I can go onto LinkedIn any day I like, and find my client's Indian consultants and staff saying things about Muslims which would have them arrested in the Europe. LinkedIn isn't interested, and yet our banks and other large corps continue the migration of their operations to a proto-fascist country.
Lovely.
They can put probes on the moon but the Hindutva doctrine of karma means there is no point in trying to ease poverty because it was predestined. So those kids sleeping under the flyover in Gurgaon / Gurugram next to the shopping centre where the car park is bursting with Mercedes, just have to suck it up because... karma.
Of course in Britain our version of that is that if we make the billionaires richer then the poor will benefit.
Same end point.
My criticism of Indian fascism - let's call it what it is - isn't British. It's international, left wing solidarity against fascism. I'm an equal opportunities wealth-disparity hater, hence my inclusion of the British version. Modi just represents a recent version of a very old and bad story.

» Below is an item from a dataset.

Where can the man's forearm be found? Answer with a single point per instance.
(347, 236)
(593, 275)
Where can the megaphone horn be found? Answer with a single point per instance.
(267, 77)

Back in the 1990s, I used to work for British Airways as a contractor in IT. Then along came the fashion for huge companies to contract out everything that wasn't part of their "core business" so BA contracted out its entire IT dept to one of the big Indian IT specialists; I don't know which one.
That always seemed to me to be a massive mistake as once done, it would be almost impossible to undo. There's no way they could take it back in house if things went wrong and even moving from one sub-contractor to another would be fraught with difficulty and huge risk!
I think selling one's soul to the devil is a reasonable simile!
@Paulos_the_fog
I'm a yank, but I used to work for the largest of these Indian contractors. I can say that I highly doubt anyone has saved any money in the long run this way.
It's remarkably similar to having your own non-core IT dept however, as the quality and costs are about the same (read: not great),
but you gain dubious advantages such as "laying them off doesn't look bad" and "stock goes up immediately"
@Geri @zleap
Most of BA's IT dept was run by contractors anyway! The permanent salaries weren't high enough to attract top notch candidates.
I was offered a permanent job when I worked there as contractor; had I accepted, it would have meant going from £90,000 a year as a contractor to £32,000 a year as a permie; not a very attractive proposition!
@zleap The area, I believe, is already economically surpressed.